Because now he had that needed window into Kosta Gounaris’s life, if he was skillful enough to open it.
Georgios Stefanatos.
CHAPTER TWENTY-THREE
No phone, listed or otherwise, and Georgios Stefanatos did not show up on the Marin voter registration or property tax rolls. No car registered in his name, no driver’s license. No wants or warrants. But when Dante checked public utilities, there he was: single-party utilities, water, and sewage hookups at the Kappas Marina on Waldo Point Harbor in Sausalito.
When it had been big with the bootleggers in the 1920s, Sausalito
had been a sleepy little Italian/Portuguese fishing village facing Belvedere Island across Richardson Bay just north of the Golden Gate. Then, reachable only by ferry. The Golden Gate Bridge had changed all that, bringing auto traffic to Marin. Dante’s fond Sausalito memories were from the seventies, when it had been a tourist town on the weekends but still wonderful midweek. Now it was jammed all the time, parking a permanent nightmare.

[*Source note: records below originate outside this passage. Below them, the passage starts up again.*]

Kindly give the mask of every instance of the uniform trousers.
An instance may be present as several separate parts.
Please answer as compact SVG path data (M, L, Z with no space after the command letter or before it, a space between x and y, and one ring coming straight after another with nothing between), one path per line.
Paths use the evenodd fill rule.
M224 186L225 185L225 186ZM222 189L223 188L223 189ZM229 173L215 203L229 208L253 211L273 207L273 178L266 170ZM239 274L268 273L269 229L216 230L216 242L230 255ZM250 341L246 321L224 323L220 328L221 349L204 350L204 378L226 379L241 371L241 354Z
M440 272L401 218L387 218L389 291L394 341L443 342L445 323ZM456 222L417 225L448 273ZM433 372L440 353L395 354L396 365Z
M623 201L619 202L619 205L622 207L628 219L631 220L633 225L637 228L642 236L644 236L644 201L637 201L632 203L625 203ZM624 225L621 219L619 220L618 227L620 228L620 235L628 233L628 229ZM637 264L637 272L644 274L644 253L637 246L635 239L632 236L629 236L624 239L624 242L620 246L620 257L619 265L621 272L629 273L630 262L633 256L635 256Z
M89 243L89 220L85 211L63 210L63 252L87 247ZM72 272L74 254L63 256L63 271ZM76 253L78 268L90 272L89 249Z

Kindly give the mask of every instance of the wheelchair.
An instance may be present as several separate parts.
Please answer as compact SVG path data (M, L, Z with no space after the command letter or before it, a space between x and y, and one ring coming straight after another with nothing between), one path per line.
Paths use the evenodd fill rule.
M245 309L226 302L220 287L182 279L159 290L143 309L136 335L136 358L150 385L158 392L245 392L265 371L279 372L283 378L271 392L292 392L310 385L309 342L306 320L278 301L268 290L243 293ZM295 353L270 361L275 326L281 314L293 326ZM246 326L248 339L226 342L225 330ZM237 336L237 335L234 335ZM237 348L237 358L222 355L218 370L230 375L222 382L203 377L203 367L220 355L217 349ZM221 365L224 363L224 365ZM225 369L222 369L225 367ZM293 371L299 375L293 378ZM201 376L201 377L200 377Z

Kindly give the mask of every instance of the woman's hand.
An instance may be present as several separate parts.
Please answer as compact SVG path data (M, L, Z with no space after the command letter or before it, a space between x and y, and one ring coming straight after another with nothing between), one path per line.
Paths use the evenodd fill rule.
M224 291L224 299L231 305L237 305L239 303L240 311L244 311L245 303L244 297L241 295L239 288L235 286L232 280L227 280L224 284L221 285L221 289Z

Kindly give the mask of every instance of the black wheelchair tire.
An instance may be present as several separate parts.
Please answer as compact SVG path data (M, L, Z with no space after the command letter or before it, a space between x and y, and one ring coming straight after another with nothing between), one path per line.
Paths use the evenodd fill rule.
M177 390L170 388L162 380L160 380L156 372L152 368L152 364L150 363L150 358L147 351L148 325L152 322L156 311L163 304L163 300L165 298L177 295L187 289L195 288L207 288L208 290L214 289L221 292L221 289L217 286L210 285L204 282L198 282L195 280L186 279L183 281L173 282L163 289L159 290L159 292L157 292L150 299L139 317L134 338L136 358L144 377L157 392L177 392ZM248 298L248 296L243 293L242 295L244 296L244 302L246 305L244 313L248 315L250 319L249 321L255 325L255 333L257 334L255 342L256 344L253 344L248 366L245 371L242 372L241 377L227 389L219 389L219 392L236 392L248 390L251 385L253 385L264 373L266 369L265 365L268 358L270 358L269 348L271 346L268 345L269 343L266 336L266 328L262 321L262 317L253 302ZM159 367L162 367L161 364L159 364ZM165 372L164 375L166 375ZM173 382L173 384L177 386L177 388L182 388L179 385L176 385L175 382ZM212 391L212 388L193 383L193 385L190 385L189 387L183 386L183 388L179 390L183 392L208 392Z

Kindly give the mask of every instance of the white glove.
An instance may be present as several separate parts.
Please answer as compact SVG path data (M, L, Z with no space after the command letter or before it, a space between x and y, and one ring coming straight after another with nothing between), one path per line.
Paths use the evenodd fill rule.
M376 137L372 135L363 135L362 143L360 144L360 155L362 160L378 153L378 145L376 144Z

But Waldo Point was off Gate Six Road, the last stoplight on Bridgeway before the U.S. 101 North freeway entrance, thus outside the feeding-frenzy area. The sun was just setting behind dusk-purpled Mount Tam when Dante pulled onto the narrow blacktop behind the Marina Center, a sprawling gray two-story commercial complex. Fat wooden posts with loops of heavy chain slung between them separated the roadway from the stagnant little arm of Richardson Bay where the houseboats were moored.
He went through a gate in the fence and up a walkway of slanting planks to a locked and heavily barred metal gate. Yellow light shone down on twin banks of aluminum mailboxes, twenty-five to a side, with name slots on their fronts. No Stefanatos.
Beyond the locked gate, the pier stretched away like the railroad tracks in an art-lesson perspective drawing. From far down the dock a man was approaching. Up close he was lean and balding and black, with a round face and gentle eyes and wearing a black and silver Raiders windbreaker.
When he opened the gate to come out, Dante slid through.
“I’m looking for a houseboat owner, but he’s not listed.”
“I’ve been here sixteen years, I know just about everyone on the pier. I guess I’m about the oldest one around.” He chuckled; he had a deep bass voice and basso profundo laugh. “ Both ways, probably, it comes to that. If he’s got a boat here, I’ll know him.”
“Georgios Stefanatos?”
“Georgie? The only guy on West Pier older than I am-by age, not by longevity on the dock.” He gestured at the nearest houseboat. “You’re almost standing on his deck.”